Tealium supports Security Assertion Markup Language (SAML) for implementing Single Sign-On (SSO). SSO is a secure way of using one authentication system to gain access to multiple applications. Using SAML for Tealium allows you to secure your users' accounts under your trusted enterprise identity provider.
SSO can be enabled only in your primary Tealium account. After SSO is enabled, Tealium will no longer manage the passwords for your users. You will still add users and manage permissions from within Tealium, but functionality related to passwords and authentication (ie. multi-factor authentication) will no longer be available in your account. They will authenticate through your corporate system then use a special SSO URL to access their Tealium account.
When users are added to your SSO-enabled account they will no longer receive an activation email from Tealium.
Enabling SAML SSO for Tealium
In order to get started using SAML SSO for Tealium you will need a SAML service configured. Contact Tealium Support Desk to work through the following steps to get your account activated for SAML SSO:
Step 1: Configure a SAML-based identity provider in your application
You may use third-party providers (eg. PingOne, Okta, and OneLogin) or set up your own server. The only requirement is that it can communicate using the SAML format.
Step 2: Gather your identity provider attributes
The following values are required:
Email address for the IdP admin
Step 3: Provide the identity provider details to Tealium Support
A SAML metadata XML file or a URL to the metadata file works best for this purpose. Tealium support will use this information initiate the SSO enablement process with the Tealium IT team.

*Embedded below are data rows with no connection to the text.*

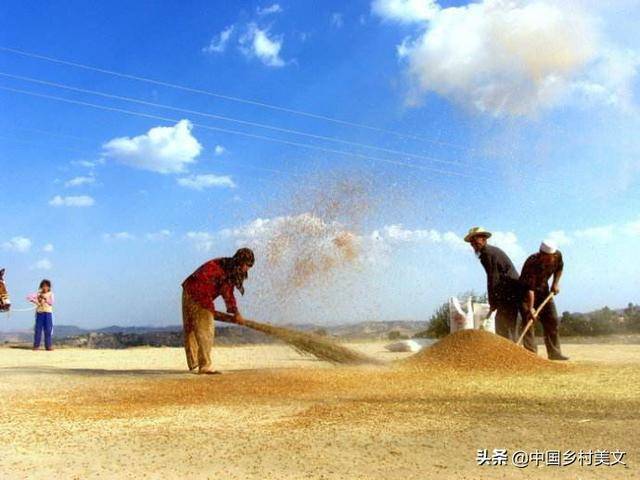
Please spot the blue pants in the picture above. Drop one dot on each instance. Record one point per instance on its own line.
(44, 321)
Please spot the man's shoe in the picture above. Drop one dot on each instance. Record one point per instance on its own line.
(558, 357)
(208, 371)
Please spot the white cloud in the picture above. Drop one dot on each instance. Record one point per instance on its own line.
(203, 241)
(72, 201)
(17, 244)
(161, 149)
(159, 235)
(117, 236)
(90, 164)
(511, 57)
(257, 43)
(219, 43)
(79, 181)
(275, 8)
(200, 182)
(405, 11)
(336, 20)
(44, 264)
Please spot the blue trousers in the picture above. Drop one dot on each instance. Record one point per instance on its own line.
(44, 322)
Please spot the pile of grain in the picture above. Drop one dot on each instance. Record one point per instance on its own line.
(470, 350)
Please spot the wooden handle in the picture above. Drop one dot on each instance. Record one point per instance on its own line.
(535, 316)
(223, 317)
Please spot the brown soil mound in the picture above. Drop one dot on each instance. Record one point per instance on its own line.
(479, 350)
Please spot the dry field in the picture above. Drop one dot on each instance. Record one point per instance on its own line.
(273, 414)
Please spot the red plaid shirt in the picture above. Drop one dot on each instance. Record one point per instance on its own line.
(207, 283)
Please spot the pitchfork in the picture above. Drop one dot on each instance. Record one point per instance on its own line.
(534, 317)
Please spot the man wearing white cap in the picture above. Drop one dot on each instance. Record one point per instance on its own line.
(536, 272)
(503, 286)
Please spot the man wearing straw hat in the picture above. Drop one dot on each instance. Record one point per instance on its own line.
(536, 272)
(217, 277)
(503, 286)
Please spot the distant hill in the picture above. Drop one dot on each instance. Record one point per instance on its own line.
(115, 336)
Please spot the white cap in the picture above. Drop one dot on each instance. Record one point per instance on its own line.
(548, 247)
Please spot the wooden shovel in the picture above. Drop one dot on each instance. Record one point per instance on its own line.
(535, 317)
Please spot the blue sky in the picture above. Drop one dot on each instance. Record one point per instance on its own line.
(518, 116)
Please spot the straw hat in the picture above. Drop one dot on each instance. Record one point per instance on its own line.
(548, 247)
(475, 232)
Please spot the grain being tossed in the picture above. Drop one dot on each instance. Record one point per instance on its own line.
(336, 160)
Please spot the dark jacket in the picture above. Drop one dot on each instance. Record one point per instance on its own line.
(503, 285)
(535, 274)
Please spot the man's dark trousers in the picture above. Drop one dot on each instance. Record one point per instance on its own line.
(507, 320)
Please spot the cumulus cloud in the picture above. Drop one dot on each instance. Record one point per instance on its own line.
(159, 235)
(72, 201)
(161, 149)
(43, 264)
(17, 244)
(257, 43)
(200, 182)
(510, 57)
(218, 43)
(87, 163)
(405, 11)
(80, 181)
(275, 8)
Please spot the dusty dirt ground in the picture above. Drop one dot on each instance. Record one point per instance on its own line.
(273, 414)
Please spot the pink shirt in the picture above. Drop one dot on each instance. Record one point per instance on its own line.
(47, 305)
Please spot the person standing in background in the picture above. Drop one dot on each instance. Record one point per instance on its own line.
(503, 282)
(43, 301)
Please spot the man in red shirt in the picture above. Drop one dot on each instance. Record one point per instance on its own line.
(217, 277)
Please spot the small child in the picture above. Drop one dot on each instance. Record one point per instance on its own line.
(43, 300)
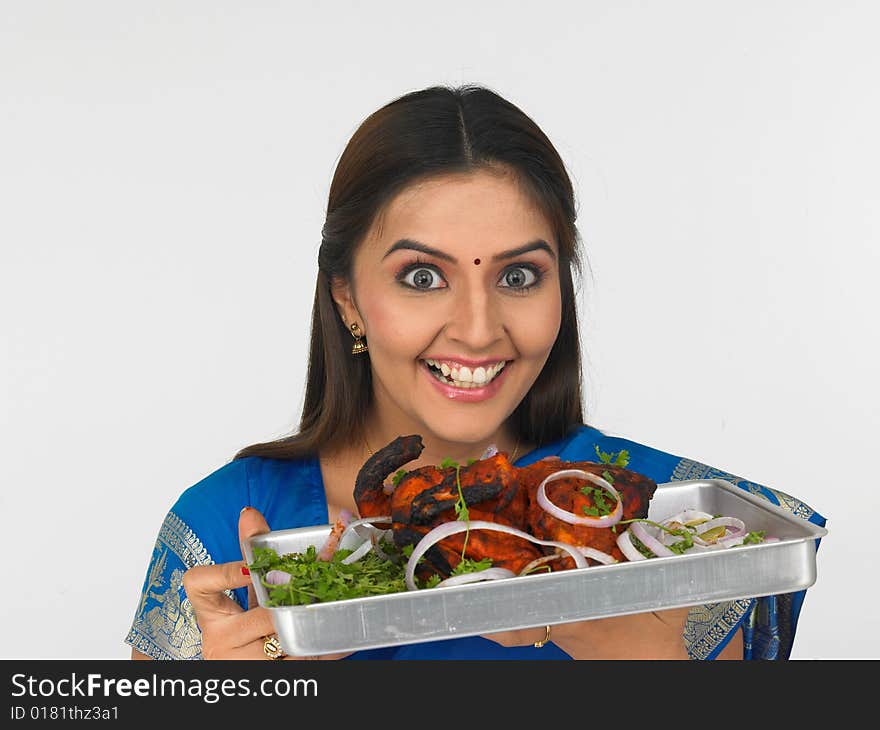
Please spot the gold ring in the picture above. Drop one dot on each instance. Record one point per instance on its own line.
(539, 644)
(272, 647)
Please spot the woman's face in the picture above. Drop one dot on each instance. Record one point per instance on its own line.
(487, 292)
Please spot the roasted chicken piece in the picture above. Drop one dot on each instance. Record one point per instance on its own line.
(493, 490)
(426, 497)
(635, 489)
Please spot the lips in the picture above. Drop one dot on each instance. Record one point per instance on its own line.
(466, 394)
(464, 376)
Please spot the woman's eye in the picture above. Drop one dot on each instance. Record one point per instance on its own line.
(422, 278)
(519, 277)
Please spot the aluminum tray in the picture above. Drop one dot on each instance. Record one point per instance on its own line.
(571, 595)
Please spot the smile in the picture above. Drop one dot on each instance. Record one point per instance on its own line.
(461, 376)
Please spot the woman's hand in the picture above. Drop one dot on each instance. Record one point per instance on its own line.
(228, 631)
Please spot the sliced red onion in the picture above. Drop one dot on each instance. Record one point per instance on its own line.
(688, 515)
(570, 517)
(476, 577)
(735, 522)
(453, 528)
(277, 577)
(538, 562)
(627, 548)
(358, 525)
(649, 541)
(376, 538)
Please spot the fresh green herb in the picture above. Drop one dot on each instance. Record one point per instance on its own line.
(317, 581)
(621, 458)
(537, 568)
(598, 496)
(468, 565)
(432, 581)
(686, 533)
(638, 545)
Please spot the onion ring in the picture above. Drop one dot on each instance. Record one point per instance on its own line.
(476, 576)
(649, 541)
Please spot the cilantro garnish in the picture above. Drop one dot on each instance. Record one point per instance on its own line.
(314, 581)
(601, 505)
(468, 565)
(621, 458)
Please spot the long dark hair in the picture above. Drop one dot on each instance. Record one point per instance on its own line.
(428, 133)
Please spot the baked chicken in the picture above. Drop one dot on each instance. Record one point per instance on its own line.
(493, 490)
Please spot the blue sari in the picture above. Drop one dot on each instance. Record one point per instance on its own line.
(202, 528)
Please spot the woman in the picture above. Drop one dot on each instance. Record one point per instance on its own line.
(447, 256)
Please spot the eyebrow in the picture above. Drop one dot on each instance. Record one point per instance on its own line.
(408, 243)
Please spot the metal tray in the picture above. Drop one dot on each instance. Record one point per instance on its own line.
(599, 591)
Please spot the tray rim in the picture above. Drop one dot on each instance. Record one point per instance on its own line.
(814, 532)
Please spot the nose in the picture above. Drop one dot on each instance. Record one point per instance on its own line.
(476, 319)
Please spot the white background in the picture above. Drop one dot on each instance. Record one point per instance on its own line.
(164, 169)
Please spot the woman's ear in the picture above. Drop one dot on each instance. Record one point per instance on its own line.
(340, 290)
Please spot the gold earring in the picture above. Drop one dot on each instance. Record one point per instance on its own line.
(359, 345)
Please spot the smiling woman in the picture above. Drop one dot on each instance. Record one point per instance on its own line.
(448, 253)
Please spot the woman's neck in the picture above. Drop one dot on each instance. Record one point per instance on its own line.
(436, 449)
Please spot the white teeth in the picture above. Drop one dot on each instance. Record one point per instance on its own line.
(463, 376)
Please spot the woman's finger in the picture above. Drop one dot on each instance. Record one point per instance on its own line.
(205, 586)
(250, 522)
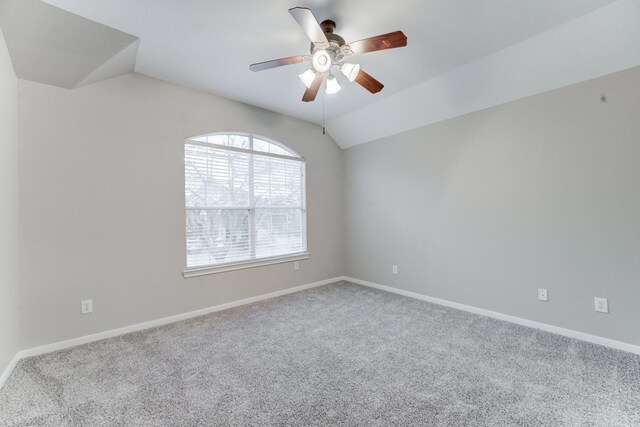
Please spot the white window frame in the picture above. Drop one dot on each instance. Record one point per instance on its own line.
(255, 262)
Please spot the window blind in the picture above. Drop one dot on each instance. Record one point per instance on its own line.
(245, 200)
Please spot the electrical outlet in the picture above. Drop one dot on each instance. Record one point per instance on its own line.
(601, 305)
(542, 294)
(86, 306)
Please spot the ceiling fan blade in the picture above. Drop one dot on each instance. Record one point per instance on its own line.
(310, 94)
(381, 42)
(277, 63)
(309, 24)
(368, 82)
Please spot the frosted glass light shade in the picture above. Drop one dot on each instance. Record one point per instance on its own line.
(350, 70)
(307, 77)
(332, 85)
(321, 61)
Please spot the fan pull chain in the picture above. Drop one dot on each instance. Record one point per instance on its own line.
(323, 131)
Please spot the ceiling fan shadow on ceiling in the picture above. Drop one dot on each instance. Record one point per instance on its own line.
(329, 50)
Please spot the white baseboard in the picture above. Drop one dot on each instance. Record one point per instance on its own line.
(48, 348)
(631, 348)
(9, 369)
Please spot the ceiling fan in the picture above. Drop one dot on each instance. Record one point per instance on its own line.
(330, 50)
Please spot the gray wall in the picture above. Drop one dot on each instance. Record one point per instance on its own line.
(485, 208)
(9, 317)
(102, 204)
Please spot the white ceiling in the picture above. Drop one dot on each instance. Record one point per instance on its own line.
(52, 46)
(209, 44)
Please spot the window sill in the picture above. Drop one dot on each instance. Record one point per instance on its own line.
(202, 271)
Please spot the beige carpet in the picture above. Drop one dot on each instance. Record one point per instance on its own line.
(340, 354)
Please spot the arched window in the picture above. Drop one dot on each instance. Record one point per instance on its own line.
(245, 203)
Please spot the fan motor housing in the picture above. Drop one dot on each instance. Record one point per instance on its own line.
(335, 41)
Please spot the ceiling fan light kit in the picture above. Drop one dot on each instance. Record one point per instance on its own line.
(307, 77)
(321, 61)
(328, 50)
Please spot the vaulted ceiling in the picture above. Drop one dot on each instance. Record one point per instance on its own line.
(461, 56)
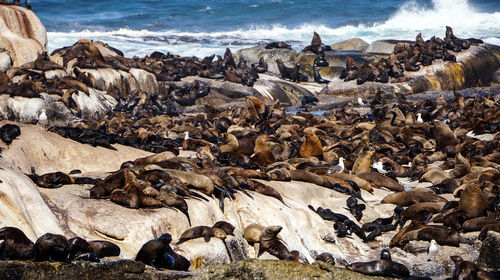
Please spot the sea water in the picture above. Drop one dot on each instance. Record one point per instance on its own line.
(201, 28)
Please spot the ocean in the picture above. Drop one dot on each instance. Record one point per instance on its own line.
(201, 28)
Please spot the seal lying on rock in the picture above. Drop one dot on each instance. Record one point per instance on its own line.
(16, 245)
(270, 243)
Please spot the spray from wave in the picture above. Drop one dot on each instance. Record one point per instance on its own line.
(405, 23)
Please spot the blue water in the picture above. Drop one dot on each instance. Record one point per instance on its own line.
(204, 27)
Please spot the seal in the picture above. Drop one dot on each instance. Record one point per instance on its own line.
(312, 146)
(381, 181)
(380, 268)
(484, 231)
(417, 195)
(262, 154)
(270, 243)
(80, 250)
(16, 245)
(201, 231)
(103, 248)
(363, 162)
(51, 247)
(443, 236)
(476, 224)
(252, 232)
(326, 257)
(154, 252)
(473, 202)
(225, 226)
(463, 269)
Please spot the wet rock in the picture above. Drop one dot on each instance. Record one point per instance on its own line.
(273, 269)
(22, 34)
(383, 46)
(354, 44)
(252, 55)
(489, 253)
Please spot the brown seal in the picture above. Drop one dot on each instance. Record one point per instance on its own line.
(363, 162)
(16, 245)
(225, 226)
(326, 257)
(463, 269)
(103, 248)
(484, 231)
(269, 242)
(443, 236)
(311, 146)
(202, 231)
(51, 247)
(380, 268)
(473, 202)
(231, 145)
(262, 154)
(381, 181)
(476, 224)
(417, 195)
(252, 232)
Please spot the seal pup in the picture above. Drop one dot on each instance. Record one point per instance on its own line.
(433, 249)
(103, 248)
(16, 245)
(51, 247)
(312, 146)
(326, 257)
(339, 168)
(201, 231)
(154, 252)
(269, 242)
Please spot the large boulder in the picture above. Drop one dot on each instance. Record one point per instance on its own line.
(22, 35)
(253, 55)
(383, 46)
(474, 67)
(354, 44)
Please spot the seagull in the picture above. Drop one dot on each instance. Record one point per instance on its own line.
(337, 168)
(433, 249)
(360, 101)
(380, 167)
(419, 118)
(42, 118)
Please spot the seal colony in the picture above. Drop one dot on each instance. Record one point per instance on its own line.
(237, 151)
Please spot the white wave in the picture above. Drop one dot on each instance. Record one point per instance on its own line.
(405, 23)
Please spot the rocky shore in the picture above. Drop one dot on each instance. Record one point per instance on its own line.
(235, 139)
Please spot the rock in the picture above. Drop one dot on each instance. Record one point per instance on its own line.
(489, 253)
(274, 269)
(105, 270)
(338, 58)
(474, 67)
(5, 61)
(22, 34)
(252, 55)
(383, 46)
(354, 44)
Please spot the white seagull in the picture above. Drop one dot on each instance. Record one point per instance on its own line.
(337, 168)
(419, 118)
(360, 101)
(433, 248)
(42, 118)
(380, 167)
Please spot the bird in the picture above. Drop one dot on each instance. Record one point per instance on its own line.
(337, 168)
(379, 166)
(419, 118)
(42, 118)
(433, 249)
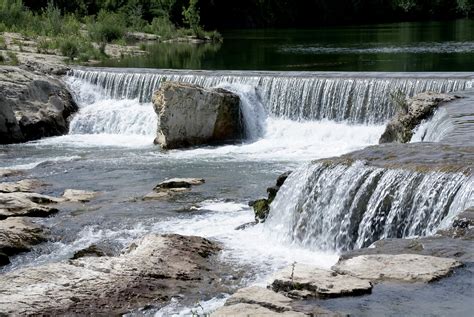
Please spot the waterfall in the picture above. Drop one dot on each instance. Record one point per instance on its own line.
(352, 97)
(338, 207)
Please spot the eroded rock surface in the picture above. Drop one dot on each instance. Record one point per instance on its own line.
(18, 234)
(420, 107)
(306, 281)
(76, 195)
(21, 204)
(171, 187)
(191, 115)
(149, 271)
(399, 267)
(24, 185)
(32, 106)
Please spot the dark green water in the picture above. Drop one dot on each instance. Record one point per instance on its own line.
(421, 46)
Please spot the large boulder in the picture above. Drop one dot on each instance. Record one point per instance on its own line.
(191, 115)
(32, 106)
(412, 113)
(151, 270)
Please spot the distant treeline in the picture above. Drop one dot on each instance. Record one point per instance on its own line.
(275, 13)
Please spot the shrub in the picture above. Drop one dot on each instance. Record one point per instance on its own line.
(13, 58)
(162, 26)
(69, 48)
(108, 27)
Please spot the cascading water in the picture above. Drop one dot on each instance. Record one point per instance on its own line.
(361, 98)
(338, 207)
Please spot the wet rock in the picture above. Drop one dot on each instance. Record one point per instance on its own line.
(179, 183)
(10, 173)
(420, 107)
(261, 208)
(171, 187)
(303, 281)
(150, 271)
(26, 205)
(252, 310)
(90, 251)
(18, 234)
(191, 115)
(282, 178)
(75, 195)
(41, 106)
(25, 185)
(399, 267)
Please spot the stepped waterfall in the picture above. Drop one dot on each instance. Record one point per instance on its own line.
(322, 206)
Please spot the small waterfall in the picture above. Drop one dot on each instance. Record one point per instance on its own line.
(338, 207)
(357, 98)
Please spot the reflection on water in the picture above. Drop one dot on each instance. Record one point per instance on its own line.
(409, 46)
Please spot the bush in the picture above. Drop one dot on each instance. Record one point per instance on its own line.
(108, 27)
(69, 48)
(162, 26)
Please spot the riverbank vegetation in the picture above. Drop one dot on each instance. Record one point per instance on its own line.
(81, 30)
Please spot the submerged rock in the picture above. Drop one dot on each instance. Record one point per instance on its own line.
(420, 107)
(18, 234)
(171, 187)
(26, 205)
(76, 195)
(150, 271)
(32, 106)
(25, 185)
(305, 281)
(191, 115)
(261, 207)
(91, 251)
(399, 267)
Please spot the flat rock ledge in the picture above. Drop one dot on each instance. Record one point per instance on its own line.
(190, 115)
(398, 267)
(151, 270)
(19, 204)
(259, 301)
(19, 234)
(413, 112)
(306, 281)
(171, 187)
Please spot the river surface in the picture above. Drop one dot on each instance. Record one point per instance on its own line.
(409, 46)
(291, 118)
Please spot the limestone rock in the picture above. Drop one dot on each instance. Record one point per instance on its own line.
(18, 234)
(75, 195)
(10, 173)
(179, 183)
(171, 187)
(262, 297)
(400, 267)
(25, 185)
(252, 310)
(191, 115)
(318, 282)
(41, 106)
(26, 205)
(420, 107)
(151, 269)
(91, 251)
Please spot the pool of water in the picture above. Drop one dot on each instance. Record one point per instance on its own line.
(410, 46)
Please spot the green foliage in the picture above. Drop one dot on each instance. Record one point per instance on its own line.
(69, 47)
(162, 26)
(13, 59)
(192, 18)
(108, 27)
(3, 45)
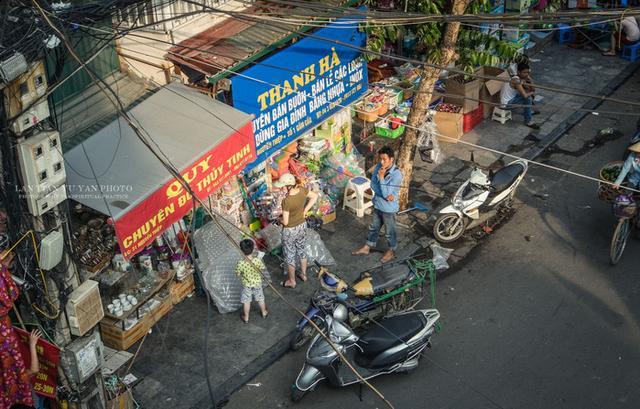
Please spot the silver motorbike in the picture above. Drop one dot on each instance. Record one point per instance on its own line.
(477, 200)
(395, 345)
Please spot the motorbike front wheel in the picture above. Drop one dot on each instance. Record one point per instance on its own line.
(297, 394)
(619, 240)
(449, 228)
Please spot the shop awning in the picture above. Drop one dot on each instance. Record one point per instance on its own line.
(234, 43)
(114, 173)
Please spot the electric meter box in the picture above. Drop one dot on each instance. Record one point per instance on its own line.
(84, 308)
(42, 170)
(82, 358)
(28, 88)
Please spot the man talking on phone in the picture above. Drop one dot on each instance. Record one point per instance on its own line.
(385, 183)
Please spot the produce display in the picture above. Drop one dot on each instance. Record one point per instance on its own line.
(444, 107)
(610, 174)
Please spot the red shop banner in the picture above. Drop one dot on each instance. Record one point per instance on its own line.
(141, 225)
(45, 381)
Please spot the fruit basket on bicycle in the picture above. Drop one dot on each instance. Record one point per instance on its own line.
(609, 173)
(625, 206)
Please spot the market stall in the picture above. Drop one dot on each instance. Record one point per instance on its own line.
(302, 125)
(129, 231)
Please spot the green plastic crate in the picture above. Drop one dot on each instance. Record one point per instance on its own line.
(389, 133)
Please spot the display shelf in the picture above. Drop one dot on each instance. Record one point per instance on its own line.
(115, 337)
(143, 300)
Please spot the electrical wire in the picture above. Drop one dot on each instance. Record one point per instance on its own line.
(551, 88)
(477, 146)
(185, 184)
(563, 107)
(346, 81)
(557, 89)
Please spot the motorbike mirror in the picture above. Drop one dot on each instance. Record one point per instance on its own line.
(340, 313)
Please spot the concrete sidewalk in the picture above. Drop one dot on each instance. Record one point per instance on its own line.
(171, 360)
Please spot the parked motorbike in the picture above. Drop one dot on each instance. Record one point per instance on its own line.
(477, 200)
(395, 345)
(383, 290)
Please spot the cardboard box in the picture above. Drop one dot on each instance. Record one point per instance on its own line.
(328, 218)
(469, 93)
(179, 290)
(518, 6)
(449, 125)
(490, 89)
(122, 401)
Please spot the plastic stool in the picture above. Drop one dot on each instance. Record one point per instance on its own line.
(631, 52)
(501, 114)
(565, 34)
(358, 195)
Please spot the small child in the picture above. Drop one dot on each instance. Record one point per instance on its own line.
(249, 272)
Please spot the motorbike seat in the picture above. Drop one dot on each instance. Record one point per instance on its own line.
(388, 278)
(504, 177)
(391, 332)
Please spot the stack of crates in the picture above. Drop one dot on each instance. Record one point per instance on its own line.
(517, 34)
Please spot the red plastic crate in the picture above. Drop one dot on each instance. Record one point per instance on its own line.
(471, 119)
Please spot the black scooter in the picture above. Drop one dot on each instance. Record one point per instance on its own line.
(395, 345)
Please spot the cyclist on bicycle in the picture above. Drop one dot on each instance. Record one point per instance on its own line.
(631, 167)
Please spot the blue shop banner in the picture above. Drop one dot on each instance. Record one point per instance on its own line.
(301, 86)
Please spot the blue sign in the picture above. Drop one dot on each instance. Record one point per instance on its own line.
(301, 86)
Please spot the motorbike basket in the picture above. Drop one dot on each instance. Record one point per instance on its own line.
(624, 207)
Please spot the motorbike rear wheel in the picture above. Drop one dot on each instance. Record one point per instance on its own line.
(297, 394)
(619, 240)
(449, 228)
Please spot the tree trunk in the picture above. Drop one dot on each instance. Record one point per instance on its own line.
(421, 101)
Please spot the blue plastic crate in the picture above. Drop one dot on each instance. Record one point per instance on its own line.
(565, 34)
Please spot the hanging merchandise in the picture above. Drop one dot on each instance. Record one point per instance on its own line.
(316, 250)
(428, 145)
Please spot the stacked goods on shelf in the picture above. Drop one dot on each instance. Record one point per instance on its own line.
(448, 119)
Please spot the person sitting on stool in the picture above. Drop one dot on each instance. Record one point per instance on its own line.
(629, 34)
(514, 93)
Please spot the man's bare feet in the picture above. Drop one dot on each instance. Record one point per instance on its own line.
(388, 256)
(362, 251)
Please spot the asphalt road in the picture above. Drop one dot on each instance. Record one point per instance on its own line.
(535, 318)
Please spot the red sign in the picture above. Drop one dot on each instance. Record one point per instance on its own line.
(45, 381)
(141, 225)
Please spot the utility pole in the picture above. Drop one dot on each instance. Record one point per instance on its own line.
(11, 186)
(446, 55)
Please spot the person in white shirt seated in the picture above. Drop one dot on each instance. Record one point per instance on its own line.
(624, 33)
(519, 93)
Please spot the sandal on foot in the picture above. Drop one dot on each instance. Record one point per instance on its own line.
(284, 284)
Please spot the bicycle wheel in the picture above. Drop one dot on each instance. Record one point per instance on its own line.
(619, 240)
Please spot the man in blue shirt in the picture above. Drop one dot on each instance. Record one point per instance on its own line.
(385, 183)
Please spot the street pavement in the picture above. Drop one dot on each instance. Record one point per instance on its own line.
(535, 317)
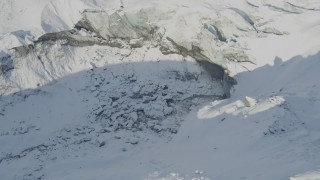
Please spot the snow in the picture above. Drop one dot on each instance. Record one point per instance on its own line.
(102, 112)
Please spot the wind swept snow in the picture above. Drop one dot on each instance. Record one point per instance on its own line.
(109, 89)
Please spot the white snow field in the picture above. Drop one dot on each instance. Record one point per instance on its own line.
(160, 90)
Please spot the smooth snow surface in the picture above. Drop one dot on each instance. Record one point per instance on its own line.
(140, 89)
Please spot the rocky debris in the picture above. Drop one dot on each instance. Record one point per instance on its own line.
(269, 30)
(249, 102)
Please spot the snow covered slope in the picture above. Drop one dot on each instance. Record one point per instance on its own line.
(109, 89)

During the enablement, Tealium will assign a idp_id value that will uniquely identify your account. You will require this value when signing in.
Signing into Tealium with SAML SSO
Signing into an SSO-enabled account requires a special entry point URL. The standard Tealium login page, which requires a password, will not work for users attempting to access an SSO-enabled account.
Before You Begin: If you have not already done so, contact Tealium Support to get the idp_id value for your SSO-enabled Tealium iQ account.
Q. How do I log into Tealium Tools such as Web Companion or Verify using SAML SSO?
Tealium Tools such as Web Companion and Verify that require login credentials, are not currently supported for SAML SSO accounts. Future releases of SAML SSO will incorporate Tealium Tool authentication.